ParkCare Fringe Forum ‘Future Weed Control in the ACT’ – Wednesday 9 March 5-6pm
Controlling invasive weeds is one of the most important and time consuming activities undertaken by the government and volunteers involved in environmental rehabilitation. Steve Taylor, Senior Weed Management Officer with the Parks and Conservation Service and Jenny Conolly, Pest and Weeds Officer with Parks and Territory Services, will present this information session on weeds, their growth, spread, impact and control in the ACT. Subjects covered will include current and future weed control, the role of ArcGis and Collector, planning, strategies, budgets, new and emerging weed species and control in urban reserves vs national parks. Location: Dame Patti Menzies Building, North Building, 16 Challis Street Dickson in the Ground Floor Function Room.

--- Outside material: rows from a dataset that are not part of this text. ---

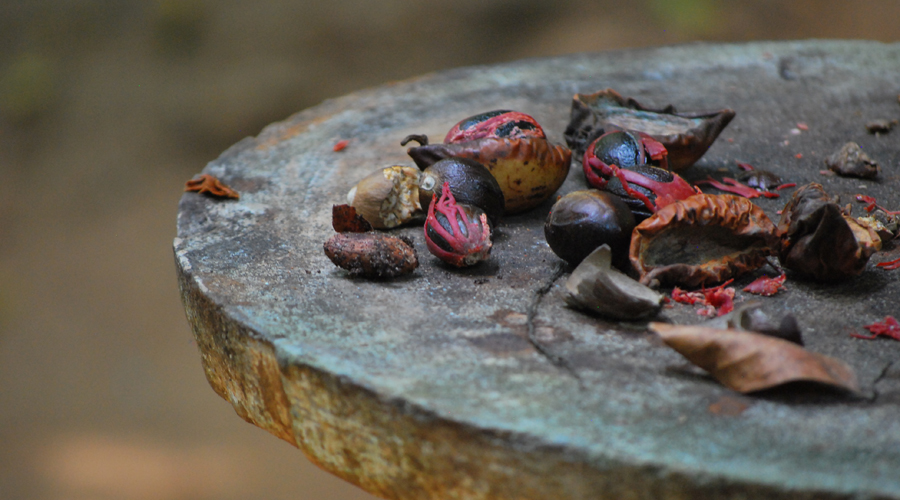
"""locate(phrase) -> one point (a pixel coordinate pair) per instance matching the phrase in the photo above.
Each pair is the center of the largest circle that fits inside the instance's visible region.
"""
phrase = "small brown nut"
(702, 239)
(372, 255)
(851, 161)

State of the Environment report 2015
The 2015 State of the Environment report for the ACT was released on 18 February 2016 and provides a detailed analysis of the complex factors that affect animals, plants, water, land, air and our climate here in the ACT. The Commissioner for Sustainability and the Environment prepares a State of the Environment Report for the Minister for the Environment every four years. This is the seventh report since 1993. It covers the reporting period 1 July 2011 to 30 June 2015.
Discover our bush treasures at the 2016 Heritage Festival, 2-8 April 2016
This April, the Conservation Council ACT Region will be going bush and exploring new and old reserves at the Canberra and Region Heritage Festival, and discovering the natural and cultural treasures that can be found right in our backyards and consider the threats to their survival. Reserve your place now.
Discover Kama, 5 April 7:30am, Kama Nature Reserve: Get up with the birds and explore one of Canberra’s newest reserves with local experts from Friends of Grasslands and Canberra Ornithologists Group.
Tell Your Story, 9 April 10:00am, Mulligans Flat Nature Reserve: Become a part of your local history and share your stories about this beautiful reserve.
Sneak Peek at Kinlyside, 14 April 10:00am, Kinlyside Nature Reserve: Don’t miss this rare opportunity as we unlock a unique combination of working farm and conservation area.
Red Hill Heritage Walk, 17 April 10:00am, Red Hill Nature Reserve: Brush up on the history of this intriguing reserve while its future is being decided.